Jaffe: I see so much interesting Judaica.
Renee: We have a mezuzah on most every room’s door. … They are from Amsterdam, Budapest, England, Greece, Israel, Istanbul, Russia — really all over. I designed our Hebrew house blessing from Portuguese tiles, and our ketubah is a historical Venetian/Hebrew document with hand-painted detail mounted on rose silk.
Most meaningful to us was having three Torah covers for our synagogue handcrafted in Israel. We sought out artisans in Mea Shearim (the religious area of Jerusalem) to be able to interpret my designs. One was based on the Garden of Eden; the other, Shabbat and the Ten Commandments. Each one was hand-made with gold threading. Some with precious stones. All were coordinated with an individual yad we collected from different countries. They were dedicated in memory of my mother and both grandparents, taking six months to complete.
Jaffe: You have so much in art and culture from far-off lands. Why so?
Charles: Since retiring, I operate a nonprofit that works with governments and organizations in sub-Saharan Africa, Europe, Latin America, establishing outpatient health clinics for underserved communities. If you recall, the Atlanta Jewish Film Festival movie “Zemene” showcased the Joint Distribution Committee’s work with Dr. Rick Hodes on Ethiopia and spine disease. We did some meaningful work with him there, for example. Oftentimes we work with faith-based charities.
We have collected art from Turkey, Thailand, Vietnam, Dubai, Europe, South America and Russia. My office features a tapestry from Peru. So we call it all “internationally eclectic.”
Jaffe: You as an artist and designer cover a lot of ground. Describe some of your inspirations.
Renee: You can see my paintings are often bold, colored geometrics with a hint of metal foil. I like to mix it up and can do portraits and landscapes as well. This unusual, full-size knight in shining armor (called “Hymie”) guards the house. But he has a secret. I painted over his original metal form.

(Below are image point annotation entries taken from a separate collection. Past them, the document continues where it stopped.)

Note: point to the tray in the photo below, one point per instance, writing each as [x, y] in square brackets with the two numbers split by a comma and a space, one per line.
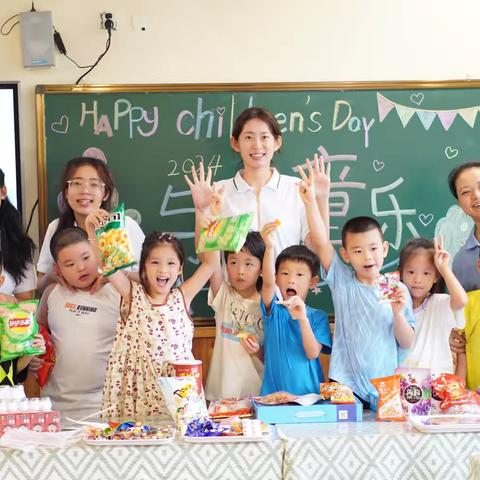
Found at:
[228, 439]
[446, 423]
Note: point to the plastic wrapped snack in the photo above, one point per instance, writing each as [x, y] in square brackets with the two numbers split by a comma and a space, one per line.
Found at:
[454, 396]
[389, 402]
[336, 392]
[182, 400]
[387, 284]
[226, 234]
[19, 327]
[230, 407]
[415, 390]
[48, 358]
[114, 244]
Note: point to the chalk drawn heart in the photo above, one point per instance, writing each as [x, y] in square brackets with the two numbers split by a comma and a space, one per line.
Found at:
[425, 220]
[61, 126]
[451, 152]
[378, 165]
[417, 98]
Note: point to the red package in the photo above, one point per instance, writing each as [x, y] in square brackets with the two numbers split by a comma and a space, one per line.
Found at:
[48, 357]
[456, 399]
[389, 401]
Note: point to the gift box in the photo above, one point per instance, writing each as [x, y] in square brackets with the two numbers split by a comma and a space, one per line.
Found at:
[321, 412]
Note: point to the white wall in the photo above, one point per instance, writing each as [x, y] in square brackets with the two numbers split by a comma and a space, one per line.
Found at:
[198, 41]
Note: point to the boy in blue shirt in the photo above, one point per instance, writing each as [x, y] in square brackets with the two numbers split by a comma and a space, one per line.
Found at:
[370, 335]
[294, 334]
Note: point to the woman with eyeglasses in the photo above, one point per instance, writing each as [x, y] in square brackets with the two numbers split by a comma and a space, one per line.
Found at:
[87, 185]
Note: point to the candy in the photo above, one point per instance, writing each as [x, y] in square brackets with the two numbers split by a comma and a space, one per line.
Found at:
[114, 244]
[388, 284]
[389, 402]
[19, 327]
[226, 234]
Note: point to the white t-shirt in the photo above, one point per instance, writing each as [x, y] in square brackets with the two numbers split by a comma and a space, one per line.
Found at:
[435, 320]
[233, 372]
[27, 283]
[82, 328]
[279, 199]
[135, 233]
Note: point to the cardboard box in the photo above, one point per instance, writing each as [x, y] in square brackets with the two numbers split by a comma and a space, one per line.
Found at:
[320, 412]
[37, 421]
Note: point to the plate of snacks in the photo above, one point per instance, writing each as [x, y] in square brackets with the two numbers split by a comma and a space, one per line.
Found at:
[129, 433]
[446, 423]
[231, 430]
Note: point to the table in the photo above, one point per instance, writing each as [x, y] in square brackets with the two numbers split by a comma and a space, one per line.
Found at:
[374, 451]
[176, 461]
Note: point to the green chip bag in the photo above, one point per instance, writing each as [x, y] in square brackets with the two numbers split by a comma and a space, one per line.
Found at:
[18, 327]
[226, 234]
[114, 244]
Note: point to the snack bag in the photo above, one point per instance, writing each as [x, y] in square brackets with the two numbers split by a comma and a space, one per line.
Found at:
[415, 390]
[19, 327]
[276, 398]
[228, 234]
[230, 407]
[48, 357]
[389, 402]
[387, 284]
[114, 244]
[182, 400]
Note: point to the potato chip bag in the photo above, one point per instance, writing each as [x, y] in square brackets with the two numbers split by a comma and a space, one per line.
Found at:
[182, 400]
[114, 244]
[389, 401]
[227, 234]
[19, 327]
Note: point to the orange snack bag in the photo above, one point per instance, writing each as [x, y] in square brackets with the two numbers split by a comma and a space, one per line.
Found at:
[389, 401]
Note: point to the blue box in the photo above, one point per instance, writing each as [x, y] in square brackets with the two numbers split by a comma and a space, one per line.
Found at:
[321, 412]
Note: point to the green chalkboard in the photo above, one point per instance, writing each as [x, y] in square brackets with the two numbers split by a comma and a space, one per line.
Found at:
[391, 146]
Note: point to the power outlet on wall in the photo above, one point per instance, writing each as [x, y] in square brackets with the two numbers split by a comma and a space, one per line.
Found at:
[107, 21]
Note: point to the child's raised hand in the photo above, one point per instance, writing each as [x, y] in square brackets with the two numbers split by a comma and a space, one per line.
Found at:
[441, 257]
[200, 186]
[321, 176]
[295, 306]
[97, 218]
[267, 233]
[399, 300]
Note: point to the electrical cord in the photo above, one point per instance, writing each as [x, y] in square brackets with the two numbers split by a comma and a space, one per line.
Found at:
[109, 27]
[12, 27]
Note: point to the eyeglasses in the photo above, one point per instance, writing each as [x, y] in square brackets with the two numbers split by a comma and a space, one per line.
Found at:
[80, 185]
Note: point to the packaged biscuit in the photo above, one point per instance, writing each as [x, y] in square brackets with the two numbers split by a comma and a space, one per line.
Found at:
[227, 234]
[19, 327]
[114, 244]
[389, 401]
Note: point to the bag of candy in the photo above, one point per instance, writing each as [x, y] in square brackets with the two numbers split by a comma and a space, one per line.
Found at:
[389, 402]
[114, 244]
[182, 400]
[387, 284]
[227, 234]
[415, 390]
[48, 358]
[19, 327]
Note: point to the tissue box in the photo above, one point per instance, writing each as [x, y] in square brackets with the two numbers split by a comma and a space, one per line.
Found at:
[37, 421]
[320, 412]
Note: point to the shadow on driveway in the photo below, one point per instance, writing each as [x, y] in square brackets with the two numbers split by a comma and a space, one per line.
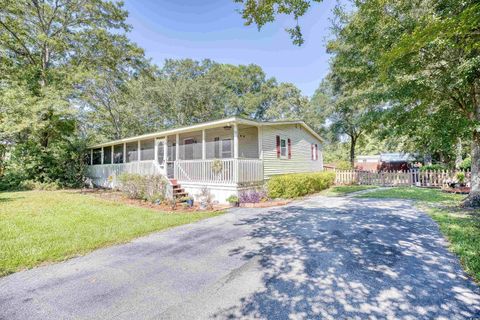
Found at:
[350, 258]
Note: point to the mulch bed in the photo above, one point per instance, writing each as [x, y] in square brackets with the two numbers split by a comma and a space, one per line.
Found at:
[117, 196]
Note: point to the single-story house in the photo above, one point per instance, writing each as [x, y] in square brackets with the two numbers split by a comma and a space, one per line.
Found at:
[384, 162]
[226, 155]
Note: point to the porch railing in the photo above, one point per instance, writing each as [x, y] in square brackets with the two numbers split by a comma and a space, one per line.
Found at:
[106, 175]
[219, 171]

Jaffe: What goes on in your kitchen?
Renee: I strive to be a good cook. I like to bake breads and am known for my honey wheat “mullah challah” that can feed a crowd. I love making pizza and pastas from scratch. I guess Charles would say my best dish is seafood pasta. You can see the reclining Buddha from India watches me cook. I will admit to buying cookies and pies from Publix down the street.

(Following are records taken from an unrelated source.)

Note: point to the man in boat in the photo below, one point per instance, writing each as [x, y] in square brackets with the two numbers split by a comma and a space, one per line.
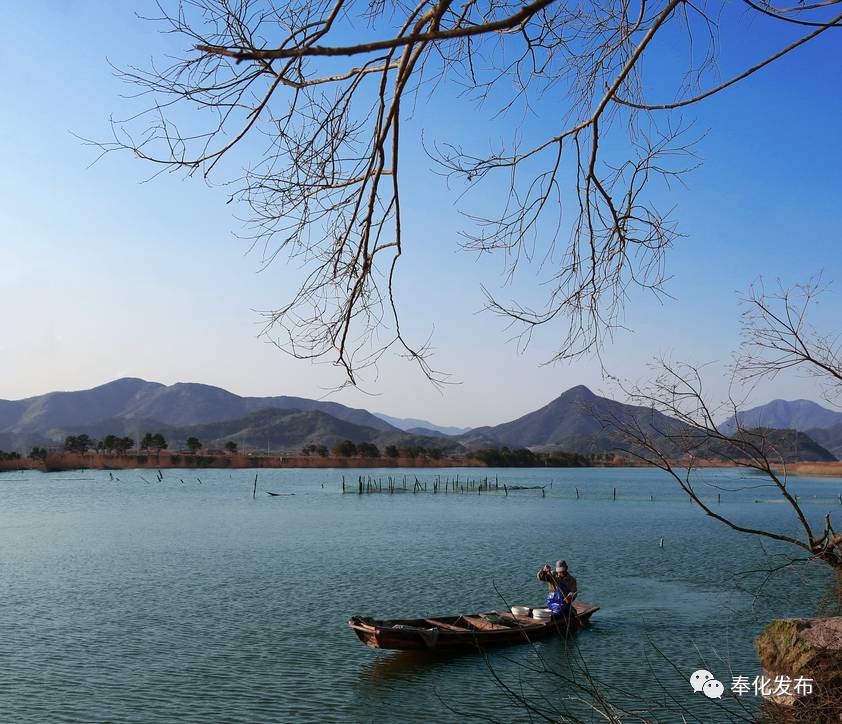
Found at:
[561, 588]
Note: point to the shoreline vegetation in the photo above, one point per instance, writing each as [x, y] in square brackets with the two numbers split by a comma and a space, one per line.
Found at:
[97, 460]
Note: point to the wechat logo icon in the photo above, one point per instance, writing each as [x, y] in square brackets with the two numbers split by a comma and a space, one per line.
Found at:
[702, 680]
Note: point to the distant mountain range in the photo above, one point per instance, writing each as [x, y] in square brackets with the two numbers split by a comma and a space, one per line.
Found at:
[576, 421]
[412, 424]
[780, 414]
[822, 425]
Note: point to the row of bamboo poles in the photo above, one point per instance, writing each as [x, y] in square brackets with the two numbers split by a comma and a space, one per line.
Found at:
[456, 486]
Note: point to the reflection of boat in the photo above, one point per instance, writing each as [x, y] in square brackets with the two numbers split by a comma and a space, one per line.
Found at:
[494, 628]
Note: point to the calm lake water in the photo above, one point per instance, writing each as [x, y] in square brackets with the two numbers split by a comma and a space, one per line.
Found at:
[145, 601]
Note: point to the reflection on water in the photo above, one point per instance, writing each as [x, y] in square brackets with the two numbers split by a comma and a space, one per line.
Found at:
[129, 600]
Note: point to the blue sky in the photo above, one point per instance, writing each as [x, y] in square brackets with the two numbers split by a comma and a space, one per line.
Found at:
[106, 276]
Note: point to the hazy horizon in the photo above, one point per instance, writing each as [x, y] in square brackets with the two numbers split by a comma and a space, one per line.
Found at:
[104, 276]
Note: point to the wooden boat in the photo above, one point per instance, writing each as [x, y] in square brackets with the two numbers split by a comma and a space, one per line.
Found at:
[493, 628]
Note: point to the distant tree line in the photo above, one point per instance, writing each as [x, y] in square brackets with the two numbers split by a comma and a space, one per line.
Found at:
[524, 458]
[320, 450]
[349, 449]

Jaffe: The lighting inside is breathtaking. Even in the casual sunroom you have formal fixtures.
Renee: Most of our fixtures are Baccarat or Waterford. We collect Waterford, thus we commissioned this replica of the Irish Open golf cup with our crest “C/R” by master craftsman and chief designer John Connolly while in Waterford, Ireland. It came shipped in a HUGE protective crate.
Jaffe: How do you use your carriage house or “man office”?
Charles: The downstairs is a replica of an English pub room. Note the stained glass that we acquired from the Red Baron. There is also a workout room, wine cellar and theater. Upstairs is my working office.
Jaffe: What are some of your most unusual treasures?
Renee: I am a patron of the Royal Palace Association, which strives to preserve these grand historic buildings. Charles teases me about being a princess, since I do have a jeweled tiara. I want to note that we bought it not out of pretense, but because of its historical significance, tracing back to a Jewish family in Copenhagen, Denmark.
Charles: I think the giant Prussian royal egg (circa 1780) is fairly exotic. I have great memories of receiving this oil from Russian President Boris Yeltsin when we worked on a project in Murmansk, Russia.
I do tell a funny story about meeting with the Clintons and Yeltsins and other heads of state on health care. When the men went into another room to smoke cigars and talk world peace, I stayed with the first ladies to discuss health care.
Jaffe: Charles, I would say you are not exactly retired.
Charles: I am busy doing meaningful work, including serving on multiple company boards, but I keep control of my calendar. That’s the winning combination. Our rescue pup, Winifred, has two cats to chase. Renee expresses herself artistically and serves on the Federation board and committees. Thus, you could say we are very busy and happy.